Dans le domaine de l’art, il convient de distinguer l’approche des archives par les artistes, de la gestion des archives artistiques (archives d’artistes, d’institutions et d’évènements artistiques). Dans la première perspective, il est dorénavant reconnu qu’un véritablement mouvement artistique est né de la confrontation d’artistes au « matériau archives » et au concept d’archive, qui a donné naissance à une tendance majeure de l’art contemporain international des années 2000. Dès 1972, Pierre Alechinsky réalisait un ensemble de dessins sur des documents notariés du XVIIe siècle et autres documents anciens. Mais c’est Christian Boltanski, dont il est beaucoup question dans le livre, qui figure comme un artiste majeur dans ce domaine. En ce qui concerne la gestion des archives de l’art comme substrat d’une activité artistique, Partice Marcilloux insiste en particulier sur la danse contemporaine. Ce domaine a en effet la particularité d’avoir été pendant longtemps opposé à toute démarche de mise en archives ; la patrimonialisation allant pour les praticiens de cet art à rebours de leur idée de la création. Néanmoins, un besoin nouveau, axé sur des idées de redéploiement des performances artistiques, a fait naître un intérêt inédit pour les archives dans ce domaine, intérêt qui n’est pas sans rappeler la démarche de réutilisation des archives dans le domaine de la recherche scientifique.

Emergence de l’ego-archiviste

L’enquête de Patrice Marcilloux aborde enfin la place et le rôle des archives dans les sociétés postcommunistes. Il souligne la particularité d’institutions créées spécifiquement pour le traitement et la conservation des archives issues des régimes non démocratiques, et la création de commissions dites « de vérité et réconciliation » dont le rôle est avant tout moral.

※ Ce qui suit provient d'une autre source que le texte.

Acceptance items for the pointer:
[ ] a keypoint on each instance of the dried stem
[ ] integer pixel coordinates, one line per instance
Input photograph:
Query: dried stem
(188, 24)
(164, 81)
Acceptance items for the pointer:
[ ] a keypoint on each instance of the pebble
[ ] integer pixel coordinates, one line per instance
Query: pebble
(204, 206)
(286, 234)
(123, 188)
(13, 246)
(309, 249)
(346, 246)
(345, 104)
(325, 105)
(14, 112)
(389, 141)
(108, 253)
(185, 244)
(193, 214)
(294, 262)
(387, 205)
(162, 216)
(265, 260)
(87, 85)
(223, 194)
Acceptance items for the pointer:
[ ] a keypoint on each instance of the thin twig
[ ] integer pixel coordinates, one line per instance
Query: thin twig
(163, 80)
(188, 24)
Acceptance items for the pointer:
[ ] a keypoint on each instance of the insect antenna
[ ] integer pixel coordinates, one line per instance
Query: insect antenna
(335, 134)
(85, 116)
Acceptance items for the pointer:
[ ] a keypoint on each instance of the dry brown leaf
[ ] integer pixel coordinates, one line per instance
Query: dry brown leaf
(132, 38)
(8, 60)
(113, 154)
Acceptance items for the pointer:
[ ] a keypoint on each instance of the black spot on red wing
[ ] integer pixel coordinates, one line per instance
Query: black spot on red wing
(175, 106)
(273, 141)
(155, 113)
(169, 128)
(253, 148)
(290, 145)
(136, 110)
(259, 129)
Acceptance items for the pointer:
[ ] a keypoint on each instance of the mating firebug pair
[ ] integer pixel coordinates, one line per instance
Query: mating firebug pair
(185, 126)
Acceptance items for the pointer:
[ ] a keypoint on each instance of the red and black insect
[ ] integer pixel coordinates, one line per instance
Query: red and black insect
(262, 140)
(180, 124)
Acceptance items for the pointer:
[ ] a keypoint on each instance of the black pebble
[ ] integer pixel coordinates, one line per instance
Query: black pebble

Dans ce domaine comme dans les autres domaines précédemment abordés, se pose la question de la signification de cet état de fait pour l’archiviste. Dans notre monde où les archives sont partout, et plus seulement dans les murs des institutions patrimoniales, quelle place reste-t-il à l’archiviste ? Selon Patrice Marcilloux il ne faut pas s’inquiéter outre mesure de ce changement sociétal mais plutôt y voir la marque d’un renouveau paradigmatique digne d’un grand intérêt pour les archivistes et autres professionnels de la documentation. Adoptant un point de vue sociologique, il précise dans sa conclusion que « plus que jamais, les archives s’affirment comme un espace intermédiaire entre l’individu et la société » (p. 208). Cette individualisation du rapport aux archives est porteuse de sens, car il permet de dépasser le hiatus entre l’individu et la société. « Dans une société ou l’individu se définit davantage par les épreuves qu’il subit que par ses caractéristiques sociales, où le culte de soi peut conduire à l’insatisfaction existentielle et aux « pathologies de la modernité », les archives sont et seront des supports de restauration de l’estime de soi et de réparation des blessures narcissiques » (p. 209). Dans cette vision optimiste des archives contemporaines, le rôle des archivistes, comme guides et passeurs de leurs savoirs et compétences, acquiert un sens éthique et existentiel jusqu’alors ignoré ou sous-évalué.

Les ego-archives, traces documentaires et recherche de soi, Patrice Marcilloux, PUR, 2013, 250 p.